CautionSoftware-based Speculative Precomputation (SSP), which is also known as helper-threading optimization, is an optimization technique to improve the performance of some programs by creating helper threads to do data prefetching dynamically. SSP can be effective for programs where the program performance is dominated by data-cache misses, typically due to pointer-chasing loops. Prefetching data reduces the impact of the long latency to access main memory. The resulting code must run on hardware with shared data cache and multi-threading capabilities to be effective, such as IntelŪ PentiumŪ 4 Processors with Hyper-Threading Technology.
SSP is available only in the IA-32 Compiler. SSP directly executes a subset (or slice) of the original program instructions on separate helper threads in parallel with the main computation thread. The helper threads run ahead of the main thread, compute the addresses of future memory accesses, and trigger early cache misses. This behavior hides the memory latency from the main thread.
The command line option to turn on the SSP is -ssp (Linux*) or /Qssp (Windows*). SSP must be used after generating profile feedback information by running the application with a representative set of data. See profrun Utility for more information.
When invoked with SSP, the compiler moves through the following stages:
Delinquent load identification: The compiler identifies the top cache-missing loads, which are known as delinquent loads, by examining the feedback information.
Loop selection: The compiler identifies regions of code within which speculative loads will be useful. Delinquent loads typically occur within a heavily traversed loop nest.
Program slicing: Within each region, the compiler looks at each delinquent load and identifies the slices of code required to compute the addresses of the delinquent loads.
Helper thread code generation: The compiler generates code for the slices. Additionally, the compiler generates code to invoke and schedule the helper threads at run-time.
Caution
Using SSP in conjunction with profiling and interprocedural optimization can degrade the performance of some programs. Experiment with SSP and closely watch the effect of SSP on the target applications before deploying applications using these techniques. Using SSP may also increase compile time.
SSP optimization requires several steps; the following procedure demonstrates using SSP optimization in a typical manner.
For the following example, assume that you have the following source files: a1.f, a2.f and a3.f, which will be compiled into an executable named go (Linux) or go.exe (Windows).
Create instrumented code by compiling the application using the -prof-gen (Linux) or /Qprof-gen (Windows) option to produce an executable with instrumented code, as shown in the examples below:
Platform |
Command Examples |
|---|---|
|
Linux |
ifort -prof-gen a1.f a2.f a3.f -o go |
|
Windows |
ifort /Qprof-gen a1.f a2.f a3.f /Fego |
For more information about the option used in this step, see the following topic:
-prof-gen compiler option
Generate dynamic profile information by running the instrumented program with a representative set of data to create a dynamic profile information file.
Platform |
Command Examples |
|---|---|
|
Linux |
go |
|
Windows |
go.exe |
Executing the instrumented application generates a dynamic profile information file with a .dyn suffix. You can run the program more than once with different input data. The compiler will merge all of the .dyn files into a single .dpi file during a later step.

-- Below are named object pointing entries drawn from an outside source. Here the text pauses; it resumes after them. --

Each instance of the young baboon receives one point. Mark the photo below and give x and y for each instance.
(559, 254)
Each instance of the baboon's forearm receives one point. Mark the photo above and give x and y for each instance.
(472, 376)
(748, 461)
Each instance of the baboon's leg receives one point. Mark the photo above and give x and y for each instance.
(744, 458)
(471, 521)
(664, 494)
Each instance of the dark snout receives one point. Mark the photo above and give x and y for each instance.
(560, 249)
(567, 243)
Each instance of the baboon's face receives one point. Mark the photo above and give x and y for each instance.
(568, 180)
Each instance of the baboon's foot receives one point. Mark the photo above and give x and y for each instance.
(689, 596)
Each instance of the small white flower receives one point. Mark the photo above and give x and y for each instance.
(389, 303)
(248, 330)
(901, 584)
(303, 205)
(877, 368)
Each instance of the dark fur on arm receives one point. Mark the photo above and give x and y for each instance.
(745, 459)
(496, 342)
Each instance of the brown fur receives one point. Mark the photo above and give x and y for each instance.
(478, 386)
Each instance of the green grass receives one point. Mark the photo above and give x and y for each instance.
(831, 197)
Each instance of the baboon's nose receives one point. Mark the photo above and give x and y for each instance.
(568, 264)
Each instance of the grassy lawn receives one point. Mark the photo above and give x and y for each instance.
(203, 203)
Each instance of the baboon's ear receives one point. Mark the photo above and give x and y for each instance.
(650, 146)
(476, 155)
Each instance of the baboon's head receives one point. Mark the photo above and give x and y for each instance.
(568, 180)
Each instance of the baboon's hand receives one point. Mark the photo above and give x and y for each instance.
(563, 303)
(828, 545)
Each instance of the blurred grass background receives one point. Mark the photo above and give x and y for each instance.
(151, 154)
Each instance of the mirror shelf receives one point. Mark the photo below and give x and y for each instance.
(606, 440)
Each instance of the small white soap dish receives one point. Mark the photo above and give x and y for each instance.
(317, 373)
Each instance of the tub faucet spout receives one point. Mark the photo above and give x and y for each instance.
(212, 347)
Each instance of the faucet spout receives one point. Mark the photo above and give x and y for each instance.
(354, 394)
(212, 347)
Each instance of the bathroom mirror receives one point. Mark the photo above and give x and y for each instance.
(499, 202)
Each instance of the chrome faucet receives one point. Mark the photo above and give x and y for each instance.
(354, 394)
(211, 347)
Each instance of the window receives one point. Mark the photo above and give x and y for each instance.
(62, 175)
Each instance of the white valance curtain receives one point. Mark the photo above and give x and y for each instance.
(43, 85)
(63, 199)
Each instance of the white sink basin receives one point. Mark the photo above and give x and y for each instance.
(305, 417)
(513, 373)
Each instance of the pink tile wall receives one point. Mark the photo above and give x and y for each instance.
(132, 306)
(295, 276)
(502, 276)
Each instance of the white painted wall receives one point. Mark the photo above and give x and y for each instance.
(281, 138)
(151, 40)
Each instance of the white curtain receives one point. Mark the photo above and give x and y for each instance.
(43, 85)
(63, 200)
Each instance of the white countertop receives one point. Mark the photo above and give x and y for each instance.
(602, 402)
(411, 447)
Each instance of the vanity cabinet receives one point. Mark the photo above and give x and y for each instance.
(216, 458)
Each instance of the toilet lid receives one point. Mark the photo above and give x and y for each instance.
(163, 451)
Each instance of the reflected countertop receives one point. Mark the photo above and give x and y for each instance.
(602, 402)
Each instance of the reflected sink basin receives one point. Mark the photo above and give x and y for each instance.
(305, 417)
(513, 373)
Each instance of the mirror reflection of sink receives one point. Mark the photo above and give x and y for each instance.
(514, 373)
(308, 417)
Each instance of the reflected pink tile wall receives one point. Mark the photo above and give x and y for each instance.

Prepare the application for the PMU by recompiling the application using both the -prof-gen-sampling and -prof-use (Linux) or /Qprof-gen-sampling and /Qprof-use (Windows) option to produce an executable that can gather information from the hardware Performance Monitoring Unit (PMU). The following command examples show how to combine the options during compilation:
Platform |
Command Examples |
|---|---|
|
Linux |
ifort -prof-gen-sampling -prof-use -O3 -ipo a1.f a2.f a3.f -o go |
|
Windows |
ifort /Qprof-gen-sampling /Qprof-use /O3 /Qipo a1.f a2.f a3.f /Fego |
For more information about the options used in this step, see the following topics:
-prof-gen-sampling and -prof-use compiler options
Run the application, using the profrun utility, again with a representative set of data to create a file with hardware profile information, including delinquent load information.
Platform |
Command Examples |
|---|---|
|
Linux |
profrun -dcache go |
|
Windows |
profrun -dcache go.exe |
This step executes the application and generates file containing hardware profile information; the file resides in the local directory and has a .hpi suffix. You can run the program more than once with different input data. The hardware profile information for all runs will be merged automatically.
Compile the application a final time using both the -prof-use and -ssp (Linux) or /Qprof-use and /Qssp (Windows) options to produce an executable with SSP optimization enabled. The following command examples show how to combine the options during compilation:
Platform |
Command Examples |
|---|---|
|
Linux |
ifort -prof-use -ssp -O3 -ipo a1.f a2.f a3.f -o go |
|
Windows |
ifort /Qprof-use /Qssp /O3 /Qipo a1.f a2.f a3.f -o go |
For more information about the -ssp (Linux) or /Qssp (Windows) option used in this step, see the following topic in Compiler Options:
-ssp compiler option
The final step compiles and links the source files with SSP, using the feedback from the instrumented execution phase and the cache miss information from the profiling execution phase.